Originally published by Our Lady of the Lake Children’s Hospital
A Day at St. Jude. Miss Donaldsonville Teen 2016, Sha'Tia Campbell poses with her nurses.

Reigning Miss Donaldsonville Teen - Sha’Tia Campbell - was diagnosed with sickle cell disease as an infant.

"I didn’t know it then, but she experienced her first crisis at about 18 months old," said her mother, Leah Henry Campbell. "All she did was sleep, and she always seemed tired. My sister told me that was not normal for her age, so I decided to take her to see her pediatrician."

After her test results came back, the doctors discovered her spleen was not functioning normally. It had trapped her blood and had grown larger than normal. Her hemoglobin - a protein in red blood cells that carry oxygen throughout the body - was extremely low at .3 – she was in trouble. She had to undergo surgery to have her spleen and appendix removed, as well as a blood transfusion.

"I couldn’t believe she received three bags of blood," Campbell said. "This was an eye-opener for me - I then realized how serious this disease was.

I was advised that the best way to help my daughter was to educate myself about sickle cell disease. I learned that sickle cell disease is an inherited blood disorder that can cause stroke, pain, infections and other symptoms."

Approximately 1 in 375 African Americans in the United States is born with the disease.

"I was told children with sickle cell disease often die at a very young age. I think I cried for days. Dr. Elkins told me not to worry, because she was sending Sha’Tia to receive the best help in the state of Louisiana with Dr.

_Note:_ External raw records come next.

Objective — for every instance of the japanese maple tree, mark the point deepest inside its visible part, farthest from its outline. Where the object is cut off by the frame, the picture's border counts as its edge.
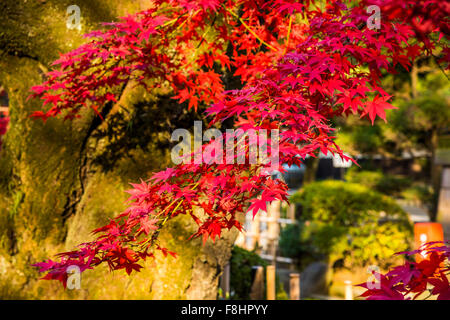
(301, 63)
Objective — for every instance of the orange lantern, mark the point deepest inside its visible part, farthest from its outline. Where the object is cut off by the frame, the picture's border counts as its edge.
(426, 232)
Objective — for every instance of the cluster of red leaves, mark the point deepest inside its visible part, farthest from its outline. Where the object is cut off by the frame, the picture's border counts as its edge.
(328, 65)
(429, 277)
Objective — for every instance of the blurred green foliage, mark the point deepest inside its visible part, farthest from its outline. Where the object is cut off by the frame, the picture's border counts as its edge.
(347, 224)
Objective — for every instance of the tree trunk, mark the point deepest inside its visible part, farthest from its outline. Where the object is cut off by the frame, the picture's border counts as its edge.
(62, 179)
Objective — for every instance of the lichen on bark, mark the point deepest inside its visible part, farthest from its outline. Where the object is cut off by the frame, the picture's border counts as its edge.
(54, 184)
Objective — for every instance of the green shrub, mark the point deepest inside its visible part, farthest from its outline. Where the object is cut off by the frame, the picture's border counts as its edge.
(349, 224)
(391, 185)
(241, 264)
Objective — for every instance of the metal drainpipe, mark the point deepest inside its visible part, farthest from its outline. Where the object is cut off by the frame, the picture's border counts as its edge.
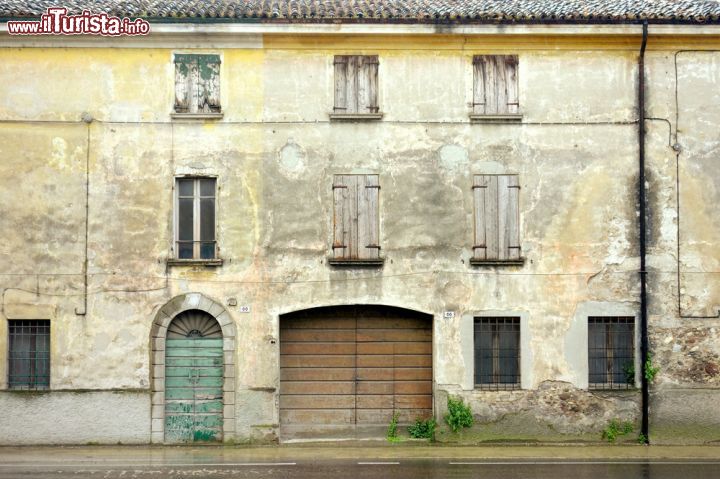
(643, 246)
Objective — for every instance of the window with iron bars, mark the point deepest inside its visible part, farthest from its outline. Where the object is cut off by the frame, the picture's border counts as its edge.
(195, 218)
(611, 352)
(497, 353)
(29, 354)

Sheila Moore at the St. Jude Affiliate Clinic at Our Lady of the Lake Children’s Hospital."

Because children with sickle cell disease are susceptible to life-threatening infections, they require a daily dose of penicillin. At the first sign of fever, the child must immediately go to the hospital for IV antibiotics. Sha’Tia would often get sick and develop a high fever.

As she grew older, she began to live life as a normal child, until she started having stomach pains. After another hospital visit, the family learned Sha'Tia needed her gallbladder removed. Shortly after, a transcranial test - ultrasound that examines blood circulation within the brain - was run on Sha’Tia. The results showed that she had an abnormal blood vessel in her right temporal lobe, which could be fatal. Sha’Tia then began transfusion therapy - a blood transfusion every three to four weeks to help repair the damaged blood vessels in her temporal lobe in order for her to survive.

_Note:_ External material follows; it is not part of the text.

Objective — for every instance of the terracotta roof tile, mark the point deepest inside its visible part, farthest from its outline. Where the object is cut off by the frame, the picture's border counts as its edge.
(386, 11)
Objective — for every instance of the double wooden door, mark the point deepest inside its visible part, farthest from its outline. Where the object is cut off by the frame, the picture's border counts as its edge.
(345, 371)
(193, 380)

"I couldn’t believe what I was hearing," Campbell said. "How could this be happening to my child?

Despite everything that was happening, I knew Sha’Tia was in good hands. In fact, the care was so holistic that a social worker from the clinic recommended the Make-A-Wish foundation where they granted Sha’Tia her wish of being a princess at Walt Disney World in Florida. This wonderful experience allowed Sha’Tia to take her mind off of her situation for a short while."

In August, Sha'Tia won the title of Miss Donaldsonville Teen 2016. She uses her title as a means to promote Sickle Cell Anemia awareness. Her primary platform is the River Road African American Museum.